Meskipun Levi-Strauss telah diakui sebagai
tokoh utama dalam teori kebudayaan abad ke-20 dengan karya-karyanya yang
menunjukkan pendekatan-pendekatan strukturalis, ada beberapa kritik berkaitan
dengan pemikiran yang Levi-Strauss kemukakan. Kritik tersebut mengenai gagasan
tentang kekuatan yang tidak disebutkan dalam karya-karyanya, kritik terhadap
pandangannya mengenai budaya sebagai suatu abstraksi yang bisa muncul tanpa
adanya intervensi manusia (tidak adanya agen), kritik menganai plot dalam
mitos, kritik terhadap ‘Savage Mind’, dan kritik terhadap kesalahpahaman
Levi-Strauss mengenai sebagian besar konsep inti linguistik pada saat
menerapkannya dalam materi-materi kebudayaan.
ROLAND BARTHES
Tokoh yang selanjutnya adalah Roland Barthes.
Barthes menjadi tokoh yang begitu identik dengan kajian semiotik. Pemikiran
semiotik Barthes bisa dikatakan paling banyak digunakan dalam penelitian.
Konsep pemikiran Barthes terhadap semiotik terkenal dengan konsep mythologies
atau mitos. Sebagai penerus dari pemikiran Saussure, Roland Barthes menekankan
interaksi antara teks dengan pengalaman personal dan kultural penggunanya,
interaksi antara konvensi dalam teks dengan konvensi yang dialami dan
diharapkan oleh penggunanya. (Kriyantono, 2007 : 268). Konsep pemikiran Barthes
yang operasional ini dikenal dengan Tatanan Pertandaan (Order of Signification). Secara sederhana, kajian
semiotik Barthes bisa dijabarkan sebagai berikut :
Denotasi
Denotasi merupakan makna sesungguhnya, atau
sebuah fenomena yang tampak dengan panca indera, atau bisa juga disebut
deskripsi dasar. Contohnya adalah Coca-Cola merupakan minuman soda yang
diproduksi oleh PT. Coca-Cola Company, dengan warna kecoklatan dan kaleng
berwarna merah.
Konotasi
Konotasi merupakan makna-makna kultural yang
muncul atau bisa juga disebut makna yang muncul karena adanya konstruksi budaya
sehingga ada sebuah pergeseran, tetapi tetap melekat pada simbol atau tanda
tersebut. Contoh adalah Coca-Cola merupakan minuman yang identik dengan budaya
modern, di mana Coca-Cola menjadi salah satu produk modern dan cenderung
kapitalis. Dengan mengkonsumsi Coca-Cola, seorang individu akan tampak modern
dan bisa dikatakan memiliki pemikiran budaya populer.

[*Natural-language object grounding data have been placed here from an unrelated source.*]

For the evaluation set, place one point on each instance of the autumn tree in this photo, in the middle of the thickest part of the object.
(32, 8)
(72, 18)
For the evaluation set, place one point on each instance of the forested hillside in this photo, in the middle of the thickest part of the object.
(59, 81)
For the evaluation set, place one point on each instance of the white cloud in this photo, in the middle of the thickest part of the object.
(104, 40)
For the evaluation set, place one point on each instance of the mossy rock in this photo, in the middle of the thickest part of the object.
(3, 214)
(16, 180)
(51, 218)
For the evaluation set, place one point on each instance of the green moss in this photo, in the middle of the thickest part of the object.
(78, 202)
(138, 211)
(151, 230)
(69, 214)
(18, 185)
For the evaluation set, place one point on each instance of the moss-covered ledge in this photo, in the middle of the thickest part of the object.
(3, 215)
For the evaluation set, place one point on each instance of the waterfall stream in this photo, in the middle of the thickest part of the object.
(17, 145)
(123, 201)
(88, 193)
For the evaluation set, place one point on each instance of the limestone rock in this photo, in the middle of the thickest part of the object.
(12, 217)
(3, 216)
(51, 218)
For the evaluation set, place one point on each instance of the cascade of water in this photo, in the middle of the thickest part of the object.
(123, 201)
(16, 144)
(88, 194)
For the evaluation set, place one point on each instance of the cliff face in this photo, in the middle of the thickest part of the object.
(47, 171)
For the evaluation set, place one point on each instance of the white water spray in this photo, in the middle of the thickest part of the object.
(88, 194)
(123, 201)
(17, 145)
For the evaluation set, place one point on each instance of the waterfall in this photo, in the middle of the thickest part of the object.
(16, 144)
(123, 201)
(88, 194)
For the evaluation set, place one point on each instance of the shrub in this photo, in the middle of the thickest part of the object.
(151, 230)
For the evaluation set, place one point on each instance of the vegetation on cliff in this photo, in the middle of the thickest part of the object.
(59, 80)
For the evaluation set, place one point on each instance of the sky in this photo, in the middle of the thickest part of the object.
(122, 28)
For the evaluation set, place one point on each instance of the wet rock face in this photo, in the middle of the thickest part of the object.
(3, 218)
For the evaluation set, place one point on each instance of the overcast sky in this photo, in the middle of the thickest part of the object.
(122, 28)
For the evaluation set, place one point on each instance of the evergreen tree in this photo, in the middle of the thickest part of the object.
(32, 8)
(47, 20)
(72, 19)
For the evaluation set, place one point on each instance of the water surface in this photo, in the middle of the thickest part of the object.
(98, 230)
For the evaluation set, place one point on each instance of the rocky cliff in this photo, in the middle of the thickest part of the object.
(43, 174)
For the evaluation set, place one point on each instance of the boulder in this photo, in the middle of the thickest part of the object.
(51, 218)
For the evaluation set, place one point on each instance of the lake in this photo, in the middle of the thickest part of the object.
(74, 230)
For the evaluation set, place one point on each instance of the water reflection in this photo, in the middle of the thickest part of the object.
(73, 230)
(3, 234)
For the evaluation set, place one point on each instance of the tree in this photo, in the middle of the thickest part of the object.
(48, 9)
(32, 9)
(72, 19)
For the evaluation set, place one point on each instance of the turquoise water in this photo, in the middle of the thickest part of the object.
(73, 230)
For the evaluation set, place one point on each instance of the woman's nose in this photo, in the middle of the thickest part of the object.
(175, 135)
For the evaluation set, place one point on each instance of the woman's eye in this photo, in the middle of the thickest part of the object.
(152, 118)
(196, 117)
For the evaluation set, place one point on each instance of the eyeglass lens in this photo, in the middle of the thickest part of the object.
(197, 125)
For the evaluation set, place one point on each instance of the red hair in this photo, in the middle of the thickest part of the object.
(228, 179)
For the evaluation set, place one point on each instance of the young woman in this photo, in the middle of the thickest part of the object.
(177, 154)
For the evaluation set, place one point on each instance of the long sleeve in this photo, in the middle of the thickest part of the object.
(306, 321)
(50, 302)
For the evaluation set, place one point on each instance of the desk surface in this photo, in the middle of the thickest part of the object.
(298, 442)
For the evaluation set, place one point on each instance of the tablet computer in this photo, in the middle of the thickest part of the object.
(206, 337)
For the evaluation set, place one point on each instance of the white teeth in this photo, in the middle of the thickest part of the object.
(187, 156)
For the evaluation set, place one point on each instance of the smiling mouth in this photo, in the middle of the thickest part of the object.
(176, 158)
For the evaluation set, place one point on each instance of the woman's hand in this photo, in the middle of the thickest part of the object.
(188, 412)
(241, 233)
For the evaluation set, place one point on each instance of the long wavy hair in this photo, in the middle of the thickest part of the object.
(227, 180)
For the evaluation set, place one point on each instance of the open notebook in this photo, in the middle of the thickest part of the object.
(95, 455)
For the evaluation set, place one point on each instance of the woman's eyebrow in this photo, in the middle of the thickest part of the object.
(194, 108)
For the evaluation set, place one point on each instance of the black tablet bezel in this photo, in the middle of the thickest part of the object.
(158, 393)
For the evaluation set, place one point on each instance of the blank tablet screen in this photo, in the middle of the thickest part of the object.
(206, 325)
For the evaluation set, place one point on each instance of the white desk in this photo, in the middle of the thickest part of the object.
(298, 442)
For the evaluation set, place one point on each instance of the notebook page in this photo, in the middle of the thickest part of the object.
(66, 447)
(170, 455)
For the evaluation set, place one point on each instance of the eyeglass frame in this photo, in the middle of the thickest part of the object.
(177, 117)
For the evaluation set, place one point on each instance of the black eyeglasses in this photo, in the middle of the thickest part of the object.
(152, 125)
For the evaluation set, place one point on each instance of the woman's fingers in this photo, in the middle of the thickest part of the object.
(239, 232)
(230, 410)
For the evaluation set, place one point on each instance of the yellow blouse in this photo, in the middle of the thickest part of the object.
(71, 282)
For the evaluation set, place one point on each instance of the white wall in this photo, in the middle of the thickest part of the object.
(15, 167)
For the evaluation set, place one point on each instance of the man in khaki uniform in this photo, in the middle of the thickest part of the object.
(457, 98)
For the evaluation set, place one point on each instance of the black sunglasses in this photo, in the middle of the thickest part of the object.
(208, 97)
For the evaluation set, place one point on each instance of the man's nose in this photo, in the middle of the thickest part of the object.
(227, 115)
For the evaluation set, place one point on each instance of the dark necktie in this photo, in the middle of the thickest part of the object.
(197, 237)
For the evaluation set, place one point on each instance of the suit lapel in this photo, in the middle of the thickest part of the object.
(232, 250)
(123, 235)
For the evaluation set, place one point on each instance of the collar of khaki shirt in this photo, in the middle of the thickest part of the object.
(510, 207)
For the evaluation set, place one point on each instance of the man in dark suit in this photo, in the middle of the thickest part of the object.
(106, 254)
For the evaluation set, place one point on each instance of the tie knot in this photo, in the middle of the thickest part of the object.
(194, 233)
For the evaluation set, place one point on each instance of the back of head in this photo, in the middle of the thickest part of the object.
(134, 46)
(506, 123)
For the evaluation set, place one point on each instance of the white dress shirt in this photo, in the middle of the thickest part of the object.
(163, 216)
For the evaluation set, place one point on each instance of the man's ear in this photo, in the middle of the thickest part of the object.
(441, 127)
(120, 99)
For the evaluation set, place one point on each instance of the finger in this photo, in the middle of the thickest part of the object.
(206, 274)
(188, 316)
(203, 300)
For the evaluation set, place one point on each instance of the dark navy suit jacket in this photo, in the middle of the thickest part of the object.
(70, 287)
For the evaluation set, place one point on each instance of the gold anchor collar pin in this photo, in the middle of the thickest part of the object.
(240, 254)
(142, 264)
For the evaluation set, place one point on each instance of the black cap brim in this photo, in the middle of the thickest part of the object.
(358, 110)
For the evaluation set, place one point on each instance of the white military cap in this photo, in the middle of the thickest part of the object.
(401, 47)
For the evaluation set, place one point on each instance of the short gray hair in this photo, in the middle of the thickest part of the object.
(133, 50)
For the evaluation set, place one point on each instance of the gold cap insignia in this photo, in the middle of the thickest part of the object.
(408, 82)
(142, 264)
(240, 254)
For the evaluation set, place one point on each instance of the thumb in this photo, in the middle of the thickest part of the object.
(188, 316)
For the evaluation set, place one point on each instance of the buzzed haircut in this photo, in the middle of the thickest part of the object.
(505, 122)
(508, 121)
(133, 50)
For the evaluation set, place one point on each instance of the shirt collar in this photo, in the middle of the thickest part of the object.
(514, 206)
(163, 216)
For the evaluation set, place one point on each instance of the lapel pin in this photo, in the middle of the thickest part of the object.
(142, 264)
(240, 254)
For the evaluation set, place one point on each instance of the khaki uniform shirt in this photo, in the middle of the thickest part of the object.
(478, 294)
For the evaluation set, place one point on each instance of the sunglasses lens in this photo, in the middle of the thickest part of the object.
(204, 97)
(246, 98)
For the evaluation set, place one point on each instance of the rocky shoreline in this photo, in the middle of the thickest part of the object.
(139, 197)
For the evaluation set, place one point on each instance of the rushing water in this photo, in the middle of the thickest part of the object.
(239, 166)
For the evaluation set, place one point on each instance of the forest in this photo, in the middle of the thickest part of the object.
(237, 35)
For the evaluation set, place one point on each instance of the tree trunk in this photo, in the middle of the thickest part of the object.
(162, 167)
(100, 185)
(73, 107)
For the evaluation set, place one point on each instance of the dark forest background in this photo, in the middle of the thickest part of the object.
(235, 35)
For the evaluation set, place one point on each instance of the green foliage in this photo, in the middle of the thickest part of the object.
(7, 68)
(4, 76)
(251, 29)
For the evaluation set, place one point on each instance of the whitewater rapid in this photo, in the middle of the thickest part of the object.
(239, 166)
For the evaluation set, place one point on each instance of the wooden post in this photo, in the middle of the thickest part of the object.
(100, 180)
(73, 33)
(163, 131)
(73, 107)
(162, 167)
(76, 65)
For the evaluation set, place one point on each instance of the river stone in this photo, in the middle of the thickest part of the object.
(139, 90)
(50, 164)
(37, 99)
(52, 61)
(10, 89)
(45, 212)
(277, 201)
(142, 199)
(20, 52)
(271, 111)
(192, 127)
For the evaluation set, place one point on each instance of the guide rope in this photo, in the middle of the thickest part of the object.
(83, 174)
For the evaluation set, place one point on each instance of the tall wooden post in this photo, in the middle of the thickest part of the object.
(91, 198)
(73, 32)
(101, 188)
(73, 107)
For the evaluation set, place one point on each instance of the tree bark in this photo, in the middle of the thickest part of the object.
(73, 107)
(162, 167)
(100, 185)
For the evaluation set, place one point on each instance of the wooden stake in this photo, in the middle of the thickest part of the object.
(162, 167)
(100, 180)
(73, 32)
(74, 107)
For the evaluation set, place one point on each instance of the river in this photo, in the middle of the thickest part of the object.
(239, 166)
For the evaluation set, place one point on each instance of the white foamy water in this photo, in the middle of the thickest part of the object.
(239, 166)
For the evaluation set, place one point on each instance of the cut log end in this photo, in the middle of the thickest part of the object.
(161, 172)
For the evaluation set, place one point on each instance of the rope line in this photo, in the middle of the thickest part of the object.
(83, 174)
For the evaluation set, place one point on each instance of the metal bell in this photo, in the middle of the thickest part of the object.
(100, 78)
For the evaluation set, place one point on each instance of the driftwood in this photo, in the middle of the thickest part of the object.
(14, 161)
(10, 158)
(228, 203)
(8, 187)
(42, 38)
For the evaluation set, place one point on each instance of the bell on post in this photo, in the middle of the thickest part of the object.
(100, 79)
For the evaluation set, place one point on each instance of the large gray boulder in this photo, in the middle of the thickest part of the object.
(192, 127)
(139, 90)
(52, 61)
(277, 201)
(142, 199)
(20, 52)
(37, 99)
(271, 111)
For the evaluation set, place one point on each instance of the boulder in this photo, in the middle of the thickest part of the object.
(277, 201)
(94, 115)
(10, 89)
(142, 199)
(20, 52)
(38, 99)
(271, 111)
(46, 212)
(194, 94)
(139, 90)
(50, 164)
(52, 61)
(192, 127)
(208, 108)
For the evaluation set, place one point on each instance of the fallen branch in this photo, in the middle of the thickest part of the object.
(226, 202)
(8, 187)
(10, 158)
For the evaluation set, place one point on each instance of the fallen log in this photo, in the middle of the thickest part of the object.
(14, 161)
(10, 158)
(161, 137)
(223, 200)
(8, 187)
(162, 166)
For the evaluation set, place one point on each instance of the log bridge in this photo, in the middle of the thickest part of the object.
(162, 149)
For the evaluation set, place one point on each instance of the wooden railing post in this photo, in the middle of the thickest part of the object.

Dua aspek kajian dari Barthes di atas merupakan
kajian utama dalam meneliti mengenai semiotik. Kemudian Barthes juga
menyertakan aspek mitos, yaitu di mana ketika aspek konotasi menjadi pemikiran
populer di masyarakat, maka mitos telah terbentuk terhadap tanda tersebut.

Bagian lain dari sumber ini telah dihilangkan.